Tuesday 16 September 2008

Aug 19, LE CHARME DISCRET DE LA BOURGEOISIE

This week, we move on to Surreal films.

Surrealism is a cultural movement that began in the early-1920s, and is best known for the visual artworks and writings of the group members.

Surrealist works feature the element of surprise, unexpected juxtapositions and non-sequitur; however many Surrealist artists and writers regard their work as an expression of the philosophical movement first and foremost, with the works being an artifact. Leader Andre Breton was explicit in his assertion that Surrealism was above all a revolutionary movement.

Surrealism developed out of the Dada activities of World War I the most important center of the movement was Paris. From the 1920s on, the movement spread around the globe, eventually affecting the visual arts, literature, film, and music, of many countries and languages, as well as political thought and practice, and philosophy and social theory

{ For the Surrealist Manifesto }

Filmref.com defines Surrealism as " Subjective depiction of emotive themes through unnatural, incongruous and fantastic imagery".

"The real purpose of Surrealism", as Luis Bunuel said, was "to explode the social order, to transform life itself."
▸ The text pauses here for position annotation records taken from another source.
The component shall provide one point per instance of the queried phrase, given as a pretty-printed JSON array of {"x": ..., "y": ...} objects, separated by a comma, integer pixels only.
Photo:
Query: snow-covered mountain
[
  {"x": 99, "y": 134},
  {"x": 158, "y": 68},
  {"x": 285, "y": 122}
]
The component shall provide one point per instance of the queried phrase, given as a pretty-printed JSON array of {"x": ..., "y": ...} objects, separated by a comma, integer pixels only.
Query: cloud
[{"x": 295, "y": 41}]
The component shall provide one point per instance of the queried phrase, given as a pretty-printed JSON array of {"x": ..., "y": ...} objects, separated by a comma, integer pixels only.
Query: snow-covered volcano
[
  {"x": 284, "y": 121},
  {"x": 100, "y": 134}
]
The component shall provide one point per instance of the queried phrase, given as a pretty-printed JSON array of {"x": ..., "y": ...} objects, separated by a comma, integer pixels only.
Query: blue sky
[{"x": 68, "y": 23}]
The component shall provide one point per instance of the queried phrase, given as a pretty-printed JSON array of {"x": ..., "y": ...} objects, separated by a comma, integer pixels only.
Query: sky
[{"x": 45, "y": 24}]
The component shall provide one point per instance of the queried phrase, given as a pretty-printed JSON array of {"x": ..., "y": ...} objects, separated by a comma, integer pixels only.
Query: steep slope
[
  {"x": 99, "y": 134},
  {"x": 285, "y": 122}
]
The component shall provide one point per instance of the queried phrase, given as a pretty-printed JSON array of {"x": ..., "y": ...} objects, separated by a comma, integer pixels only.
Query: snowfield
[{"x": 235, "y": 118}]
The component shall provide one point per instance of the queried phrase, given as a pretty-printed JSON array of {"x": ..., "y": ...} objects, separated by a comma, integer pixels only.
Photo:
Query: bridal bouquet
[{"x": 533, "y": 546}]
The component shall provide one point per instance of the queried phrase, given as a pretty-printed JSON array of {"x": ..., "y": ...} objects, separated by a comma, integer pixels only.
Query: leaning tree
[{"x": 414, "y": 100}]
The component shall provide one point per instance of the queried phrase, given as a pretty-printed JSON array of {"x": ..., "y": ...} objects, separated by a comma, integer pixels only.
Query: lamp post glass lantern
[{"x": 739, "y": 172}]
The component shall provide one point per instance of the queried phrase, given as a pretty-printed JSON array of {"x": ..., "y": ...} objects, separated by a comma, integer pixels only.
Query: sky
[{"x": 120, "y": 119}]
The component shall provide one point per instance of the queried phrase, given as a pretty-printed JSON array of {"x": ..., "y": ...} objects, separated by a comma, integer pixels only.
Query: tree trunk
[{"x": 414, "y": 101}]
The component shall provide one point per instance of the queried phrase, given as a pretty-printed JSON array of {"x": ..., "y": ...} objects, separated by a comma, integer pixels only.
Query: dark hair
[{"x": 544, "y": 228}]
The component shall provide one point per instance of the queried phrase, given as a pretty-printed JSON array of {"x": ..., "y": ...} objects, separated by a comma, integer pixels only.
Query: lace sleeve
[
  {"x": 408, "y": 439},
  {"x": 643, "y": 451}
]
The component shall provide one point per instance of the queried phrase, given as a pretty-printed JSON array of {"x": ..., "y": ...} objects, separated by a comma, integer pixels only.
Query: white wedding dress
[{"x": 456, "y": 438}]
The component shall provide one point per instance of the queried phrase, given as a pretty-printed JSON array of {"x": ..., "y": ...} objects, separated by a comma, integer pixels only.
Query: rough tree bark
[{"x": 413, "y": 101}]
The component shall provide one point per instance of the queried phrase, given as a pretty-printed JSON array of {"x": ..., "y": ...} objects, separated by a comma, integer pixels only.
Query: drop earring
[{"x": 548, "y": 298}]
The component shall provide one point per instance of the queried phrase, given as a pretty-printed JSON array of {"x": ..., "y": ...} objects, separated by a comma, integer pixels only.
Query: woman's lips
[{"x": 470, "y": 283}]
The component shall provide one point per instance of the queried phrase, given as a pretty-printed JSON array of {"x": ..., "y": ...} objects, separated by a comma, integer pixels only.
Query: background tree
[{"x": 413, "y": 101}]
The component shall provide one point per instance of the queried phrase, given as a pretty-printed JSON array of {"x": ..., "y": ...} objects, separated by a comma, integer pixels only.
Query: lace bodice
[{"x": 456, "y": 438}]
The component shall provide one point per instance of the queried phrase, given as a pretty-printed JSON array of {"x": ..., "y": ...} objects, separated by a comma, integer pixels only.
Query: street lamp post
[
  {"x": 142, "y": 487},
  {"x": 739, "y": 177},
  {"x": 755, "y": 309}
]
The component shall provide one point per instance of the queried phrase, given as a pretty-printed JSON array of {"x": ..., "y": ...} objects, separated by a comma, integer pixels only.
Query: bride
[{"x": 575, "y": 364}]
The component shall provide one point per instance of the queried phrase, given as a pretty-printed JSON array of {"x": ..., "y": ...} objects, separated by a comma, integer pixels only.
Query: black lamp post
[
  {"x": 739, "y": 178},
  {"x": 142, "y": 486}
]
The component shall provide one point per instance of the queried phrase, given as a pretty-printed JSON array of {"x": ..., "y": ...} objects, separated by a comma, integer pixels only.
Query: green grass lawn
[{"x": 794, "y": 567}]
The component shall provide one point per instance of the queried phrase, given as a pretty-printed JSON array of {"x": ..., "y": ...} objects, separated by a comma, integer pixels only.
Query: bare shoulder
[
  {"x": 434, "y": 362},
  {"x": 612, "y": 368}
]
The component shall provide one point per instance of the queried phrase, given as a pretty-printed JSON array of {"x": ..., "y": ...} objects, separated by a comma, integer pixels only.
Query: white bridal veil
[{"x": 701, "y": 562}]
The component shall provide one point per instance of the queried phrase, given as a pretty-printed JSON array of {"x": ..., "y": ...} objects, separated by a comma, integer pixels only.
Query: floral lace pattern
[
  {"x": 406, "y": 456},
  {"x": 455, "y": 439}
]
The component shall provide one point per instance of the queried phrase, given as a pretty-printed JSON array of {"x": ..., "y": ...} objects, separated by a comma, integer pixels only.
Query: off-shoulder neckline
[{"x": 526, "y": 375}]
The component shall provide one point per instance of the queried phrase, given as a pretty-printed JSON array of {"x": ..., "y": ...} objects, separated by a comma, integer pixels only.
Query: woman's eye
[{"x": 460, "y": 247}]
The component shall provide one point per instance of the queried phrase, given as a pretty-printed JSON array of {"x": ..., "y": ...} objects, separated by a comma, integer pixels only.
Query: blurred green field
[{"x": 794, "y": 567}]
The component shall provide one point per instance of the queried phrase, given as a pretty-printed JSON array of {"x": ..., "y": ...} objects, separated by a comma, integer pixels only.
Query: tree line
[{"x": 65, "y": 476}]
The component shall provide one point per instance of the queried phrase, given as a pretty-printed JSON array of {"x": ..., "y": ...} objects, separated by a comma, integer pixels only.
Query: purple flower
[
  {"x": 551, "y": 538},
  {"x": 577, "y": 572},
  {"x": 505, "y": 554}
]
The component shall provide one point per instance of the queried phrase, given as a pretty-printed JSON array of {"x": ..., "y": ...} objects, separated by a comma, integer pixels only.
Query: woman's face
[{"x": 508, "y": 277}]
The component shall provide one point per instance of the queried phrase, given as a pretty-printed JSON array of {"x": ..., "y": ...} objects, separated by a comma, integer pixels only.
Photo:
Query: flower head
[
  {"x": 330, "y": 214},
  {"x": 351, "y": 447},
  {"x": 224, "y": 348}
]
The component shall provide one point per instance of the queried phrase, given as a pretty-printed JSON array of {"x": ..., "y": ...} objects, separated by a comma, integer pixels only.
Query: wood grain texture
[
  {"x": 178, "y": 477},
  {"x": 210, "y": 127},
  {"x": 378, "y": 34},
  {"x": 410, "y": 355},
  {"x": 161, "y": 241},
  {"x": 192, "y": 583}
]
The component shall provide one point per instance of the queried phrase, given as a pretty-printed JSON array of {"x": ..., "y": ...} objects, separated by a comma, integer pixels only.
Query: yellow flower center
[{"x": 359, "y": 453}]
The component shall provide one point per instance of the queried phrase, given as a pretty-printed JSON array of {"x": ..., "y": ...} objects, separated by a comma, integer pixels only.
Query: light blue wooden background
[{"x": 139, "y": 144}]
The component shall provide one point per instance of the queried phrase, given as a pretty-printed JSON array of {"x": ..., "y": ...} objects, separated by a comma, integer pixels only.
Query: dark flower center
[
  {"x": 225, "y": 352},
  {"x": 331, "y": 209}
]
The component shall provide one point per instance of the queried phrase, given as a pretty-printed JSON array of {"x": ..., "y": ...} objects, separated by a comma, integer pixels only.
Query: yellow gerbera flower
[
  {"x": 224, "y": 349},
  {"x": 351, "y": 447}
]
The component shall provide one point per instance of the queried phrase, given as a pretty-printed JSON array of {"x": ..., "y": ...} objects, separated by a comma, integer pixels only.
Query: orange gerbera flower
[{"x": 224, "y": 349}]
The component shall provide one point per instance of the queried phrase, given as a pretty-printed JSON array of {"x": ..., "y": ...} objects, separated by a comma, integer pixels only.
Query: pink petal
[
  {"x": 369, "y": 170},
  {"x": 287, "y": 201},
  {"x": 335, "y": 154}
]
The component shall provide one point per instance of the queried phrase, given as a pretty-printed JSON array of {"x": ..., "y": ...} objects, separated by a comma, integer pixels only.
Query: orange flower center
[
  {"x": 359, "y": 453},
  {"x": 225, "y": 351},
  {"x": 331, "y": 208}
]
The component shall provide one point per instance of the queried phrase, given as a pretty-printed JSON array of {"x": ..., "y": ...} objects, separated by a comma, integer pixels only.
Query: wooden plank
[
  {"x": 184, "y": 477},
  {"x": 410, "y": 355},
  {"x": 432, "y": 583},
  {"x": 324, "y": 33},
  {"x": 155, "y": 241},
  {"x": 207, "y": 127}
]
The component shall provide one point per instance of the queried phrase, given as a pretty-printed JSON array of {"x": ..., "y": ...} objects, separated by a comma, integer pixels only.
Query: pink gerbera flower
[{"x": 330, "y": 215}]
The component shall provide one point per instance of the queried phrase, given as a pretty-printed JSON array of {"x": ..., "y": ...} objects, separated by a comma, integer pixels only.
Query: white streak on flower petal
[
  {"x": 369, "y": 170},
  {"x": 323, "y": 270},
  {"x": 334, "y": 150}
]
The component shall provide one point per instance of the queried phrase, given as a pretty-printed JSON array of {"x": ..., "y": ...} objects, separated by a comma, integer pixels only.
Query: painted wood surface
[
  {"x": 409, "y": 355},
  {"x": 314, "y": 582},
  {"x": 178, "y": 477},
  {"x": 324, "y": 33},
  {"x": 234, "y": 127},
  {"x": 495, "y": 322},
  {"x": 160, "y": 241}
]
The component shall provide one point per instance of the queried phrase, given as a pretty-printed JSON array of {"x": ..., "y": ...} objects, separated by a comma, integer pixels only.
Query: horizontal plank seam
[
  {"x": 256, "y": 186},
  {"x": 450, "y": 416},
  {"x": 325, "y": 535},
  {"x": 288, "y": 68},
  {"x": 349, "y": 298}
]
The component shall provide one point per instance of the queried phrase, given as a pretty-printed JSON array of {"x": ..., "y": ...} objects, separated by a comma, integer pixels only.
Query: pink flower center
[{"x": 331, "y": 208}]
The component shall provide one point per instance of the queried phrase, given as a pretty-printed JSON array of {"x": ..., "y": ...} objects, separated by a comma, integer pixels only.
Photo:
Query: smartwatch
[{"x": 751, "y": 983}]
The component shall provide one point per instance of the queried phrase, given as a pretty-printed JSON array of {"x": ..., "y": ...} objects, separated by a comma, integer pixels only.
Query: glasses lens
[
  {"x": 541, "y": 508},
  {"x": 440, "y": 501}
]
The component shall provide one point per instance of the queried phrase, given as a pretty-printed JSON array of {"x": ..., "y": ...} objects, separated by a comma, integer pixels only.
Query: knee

LE CHARME DISCRET DE LA BOURGEOISIE
{THE DISCREET CHARM OF THE BOURGEOISE
}
Luis Bunuel
1972





"The Discreet Charm Of The Bourgeoisie" was (and still is often considered) the most popular work of filmmaker Luis Bunuel.

Minor social embarrassment—people start showing up for a dinner party its hosts are unaware they are throwing—turns into a genial exercise in surrealism. Six middle-class friends keep trying to have a nice meal together, but something—love-making, military exercises, criminal activities, even a sequence where they find themselves on stage in a play, playing themselves—keeps preventing them from breaking bread.

Luis Buñuel creates an absurdly comic and wickedly incisive portrait of the meaningless social rituals and polite hypocrisy of the upper middle class in The Discreet Charm of the Bourgeoisie. By interweaving exaggerated reality with lucid dream sequences, Buñuel blurs the distinction between civilized behavior and social indictment. He was 72 when he made this film.